VERDIENSTORDEN FÜR MITARBEITERIN DER LAZARUSDIENSTE
16.04.2026
Besondere Auszeichnung für besonderes Engagement: Bundespräsident Frank-Walter Steinmeier verleiht Caritas-Mitarbeiterin Martina Steinfurth am heutigen Donnerstag im Ozeaneum Stralsund den Verdienstorden der Bundesrepublik Deutschland.
Ausgezeichnet wird ihr jahrzehntelanges, von christlicher Nächstenliebe getragenes Engagement – für Menschen, die Begleitung brauchen, für Familien in der Trauer und für alle, die in Krankheit, Einsamkeit oder am Lebensende nicht allein bleiben sollen. Steinfurth ist Sozialpädagogin, Trauerbegleiterin und Koordinatorin im Hospizdienst, einem Projekt das über einen längeren Zeitraum vom Bonifatiuswerk gefördert wurde. Steinfurth ist der Caritas seit dem Studium (1988) verbunden; seit dem 1. September 1991 arbeitet sie in Stralsund und hat dort nach der Wende die Stadtcaritas aufgebaut. Martina Steinfurth ist außerdem Mitglied des Vorstandes des Diözesanen Bonifatiuswerkes in Berlin.
Im Jahr 2000 wurde die Hospizinitiative gegründet, in der sie zunächst ehrenamtlich Hospizbegleitungen ausgebildet hat.
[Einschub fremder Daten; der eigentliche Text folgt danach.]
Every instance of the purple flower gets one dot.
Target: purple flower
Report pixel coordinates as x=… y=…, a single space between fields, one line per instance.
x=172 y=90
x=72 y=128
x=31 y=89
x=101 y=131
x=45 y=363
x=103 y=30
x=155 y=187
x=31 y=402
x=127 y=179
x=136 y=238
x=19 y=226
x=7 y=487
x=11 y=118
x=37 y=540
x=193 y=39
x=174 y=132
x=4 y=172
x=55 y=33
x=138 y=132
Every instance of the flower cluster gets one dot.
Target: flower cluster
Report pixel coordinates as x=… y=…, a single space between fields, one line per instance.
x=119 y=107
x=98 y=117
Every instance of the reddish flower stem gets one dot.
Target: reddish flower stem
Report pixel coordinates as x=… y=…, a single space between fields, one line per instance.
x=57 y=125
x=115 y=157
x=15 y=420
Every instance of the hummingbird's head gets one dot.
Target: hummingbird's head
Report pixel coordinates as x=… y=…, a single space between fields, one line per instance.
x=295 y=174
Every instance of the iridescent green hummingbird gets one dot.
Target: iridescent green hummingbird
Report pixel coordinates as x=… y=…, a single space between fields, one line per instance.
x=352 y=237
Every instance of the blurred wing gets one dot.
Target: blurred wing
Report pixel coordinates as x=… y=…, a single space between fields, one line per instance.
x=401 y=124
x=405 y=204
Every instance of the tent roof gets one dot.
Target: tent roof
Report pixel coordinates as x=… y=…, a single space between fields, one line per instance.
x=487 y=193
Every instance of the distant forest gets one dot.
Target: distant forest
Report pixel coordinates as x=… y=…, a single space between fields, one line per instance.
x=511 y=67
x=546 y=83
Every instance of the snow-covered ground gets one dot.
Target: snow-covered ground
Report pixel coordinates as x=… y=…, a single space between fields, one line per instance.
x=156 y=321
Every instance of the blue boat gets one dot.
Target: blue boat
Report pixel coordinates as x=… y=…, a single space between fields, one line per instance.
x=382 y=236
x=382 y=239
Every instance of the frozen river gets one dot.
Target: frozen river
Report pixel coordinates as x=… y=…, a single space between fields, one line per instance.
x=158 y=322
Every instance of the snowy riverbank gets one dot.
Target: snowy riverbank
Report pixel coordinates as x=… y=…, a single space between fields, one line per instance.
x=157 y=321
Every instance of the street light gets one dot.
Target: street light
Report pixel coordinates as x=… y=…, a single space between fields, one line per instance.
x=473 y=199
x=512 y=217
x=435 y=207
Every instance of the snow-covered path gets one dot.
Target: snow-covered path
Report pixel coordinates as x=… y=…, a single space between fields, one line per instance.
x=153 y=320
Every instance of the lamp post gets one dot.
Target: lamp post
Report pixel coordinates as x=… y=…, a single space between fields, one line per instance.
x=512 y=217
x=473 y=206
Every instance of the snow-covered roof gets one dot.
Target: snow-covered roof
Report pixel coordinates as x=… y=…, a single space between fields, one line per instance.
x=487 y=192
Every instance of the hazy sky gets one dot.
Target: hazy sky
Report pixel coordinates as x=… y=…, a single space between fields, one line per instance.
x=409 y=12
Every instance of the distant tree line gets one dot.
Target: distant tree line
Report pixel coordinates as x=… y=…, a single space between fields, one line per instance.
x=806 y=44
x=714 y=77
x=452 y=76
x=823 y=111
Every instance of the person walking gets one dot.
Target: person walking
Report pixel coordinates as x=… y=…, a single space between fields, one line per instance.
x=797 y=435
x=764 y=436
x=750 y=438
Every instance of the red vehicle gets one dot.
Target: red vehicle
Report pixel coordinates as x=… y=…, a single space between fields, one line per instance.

Aus dieser Initiative entstand 2013 der Hospizdienst. Seit 2021 arbeitet Steinfurth hauptamtlich im Caritas-Hospizdienst in Stralsund. Sie koordiniert mehr als 50 Ehrenamtliche, qualifiziert neue Helferinnen und Helfer und stärkt ein Netz, das Schwerkranke und Angehörige auffängt. Zu ihren Initiativen zählt ein monatliches Trauercafé.
Prof. Dr. Ulrike Kostka, Direktorin des Caritasverbandes für das Erzbistum Berlin: "Martina Steinfurth steht für das Herz der Caritas: gelebte Nächstenliebe, die hinsieht und handelt. Sie verbindet Professionalität mit einem tiefen christlichen Auftrag – Menschen beizustehen, wenn es schwierig wird."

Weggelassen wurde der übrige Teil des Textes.